Bi-Encoders vs Cross-Encoders
Understanding why cross-encoders outperform bi-encoders for reranking requires understanding the architectural difference. A bi-encoder (the standard embedding model used for retrieval) encodes the query and each document independently into fixed-length vectors, then computes similarity via dot product or cosine distance. This is fast — you encode each document once at indexing time and retrieve by approximate nearest-neighbour search — but the query and document never interact during encoding. Subtle relevance signals that depend on how the query and document relate to each other are invisible to a bi-encoder.
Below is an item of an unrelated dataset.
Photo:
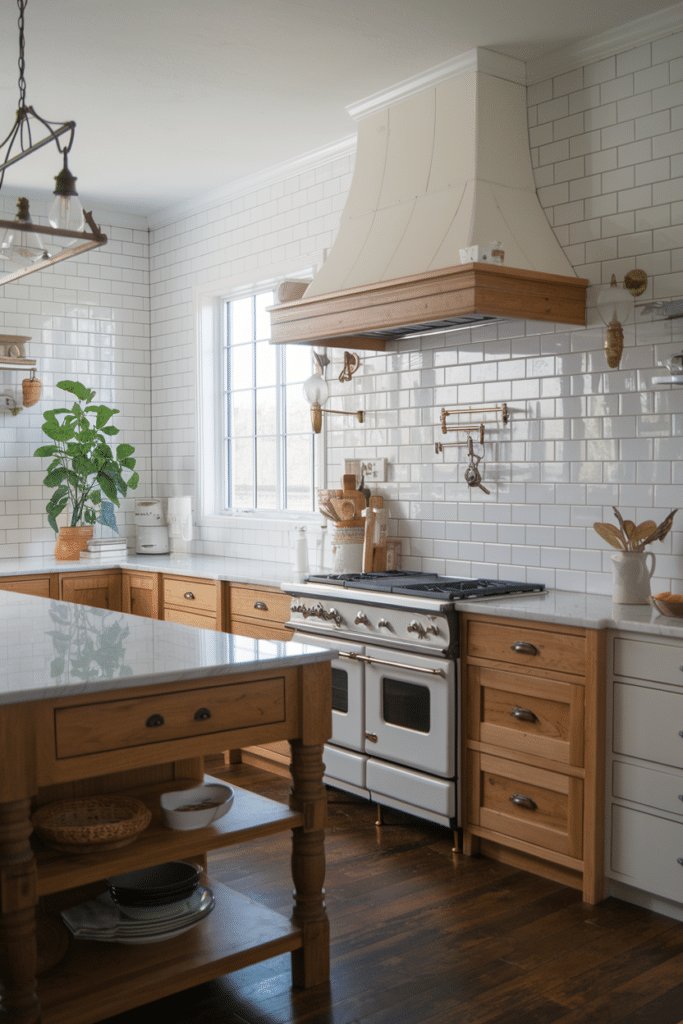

A cross-encoder takes the query and document concatenated as a single input and produces a relevance score, allowing full attention between every query token and every document token. This captures fine-grained relevance signals that bi-encoders miss entirely — whether a specific clause in the document directly answers the question, whether the document’s stance on a topic matches the query’s implied intent, whether key terms appear in meaningful proximity. The cost is that cross-encoders cannot be pre-computed: you must run a forward pass for every query-document pair at query time, which is why they are used only for reranking a small candidate set (top 20–50 retrieved chunks) rather than for initial retrieval over millions of documents.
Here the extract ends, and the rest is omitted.